Ich hasse Höflichkeitsfloskeln. Ein „Wie geht’s Dir?“, wenn mich die Antwort
überhaupt nicht interessiert. Ein „Gut“ als Antwort, damit man wieder seine
Ruhe hat. Wieder einer dieser Momente, in denen ich mich frage, warum die
Menschen nicht ehrlicher sein können? Ich habe das Konzept der Notlüge gelernt.
„White lies“ sagen die Amis, glaube ich. Insgeheim wünsche ich mir, dass ich
irgendwann komplett ehrlich sein kann – aber Vieles wollen die Menschen nicht
wissen. Sie tun so, als ob man offen sein kann, ja, man wird sogar darum
gebeten. Und dann wird man vor den Kopf gestoßen – „Was soll ich damit jetzt
anfangen?“ – „Wieso glaubst du, dass ich mit so was umgehen kann?“ – „Es ist
besser, wenn wir unseren Kontakt an dieser Stelle beenden.“ Alles schon erlebt.

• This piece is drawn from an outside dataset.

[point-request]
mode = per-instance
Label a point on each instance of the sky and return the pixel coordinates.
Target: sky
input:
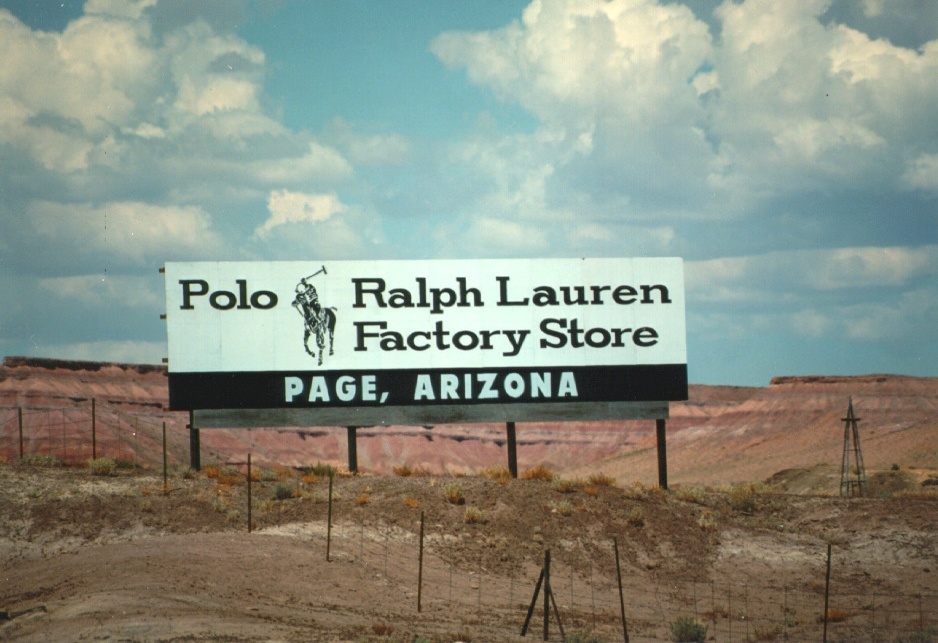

Reg hat immer versucht, mich da zu stärken, indem sie mir klargemacht hat: Jene
Menschen, die dich nicht so nehmen wollen oder können, wie du bist, sollten in
Deinem Leben keine weitere Relevanz haben.
Relevanz.
Naja, so hatte ich es damals für mich umformuliert, denn das erschien mir
einleuchtend. Seitdem denke ich bei jedem Menschen darüber nach, ob er für mich
relevant ist oder nicht, und ich hatte mich entschieden, zu unserem Treffen nur
relevante Menschen einzuladen. Ich war selbst etwas erstaunt, dass Julian
dazugehörte. Vielleicht war es seine dauerfröhliche Art, die mich damals auf
der Bühne angesteckt hat. Er strahlt eigentlich immer – ich nahm mir vor, das
als Vorbild zu sehen, auch wenn ich innerlich noch kochte, dass ich zu spät war.

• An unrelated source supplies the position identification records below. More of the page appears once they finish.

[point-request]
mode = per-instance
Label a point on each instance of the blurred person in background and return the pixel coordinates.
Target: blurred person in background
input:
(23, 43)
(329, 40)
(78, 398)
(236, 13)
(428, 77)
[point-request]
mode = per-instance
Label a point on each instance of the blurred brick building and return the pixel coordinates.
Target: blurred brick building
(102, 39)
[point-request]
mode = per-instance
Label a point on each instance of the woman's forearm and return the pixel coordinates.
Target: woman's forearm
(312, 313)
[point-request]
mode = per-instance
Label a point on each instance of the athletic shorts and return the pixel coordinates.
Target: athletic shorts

Regina und Malte standen in der Tür und begrüßten mich. Über ihre Schulter
hinweg konnte ich einen Blick in das Innere der Wohnung werfen und entdeckte
ihn: Weißes Shirt, karierte Surfshorts, das rechte Handgelenk voller
Festivalarmbänder, die Oberarme tätowiert, braungebrannt, der Blick ein
bisschen müde. Endlich sahen wir uns wieder. Er ganz in weiß, ich ganz in
schwarz, das Wort „komplementär“ schoss mir durch den Kopf und ich wusste noch
nicht, welche Bedeutung es in Zukunft haben sollte.
to be continued...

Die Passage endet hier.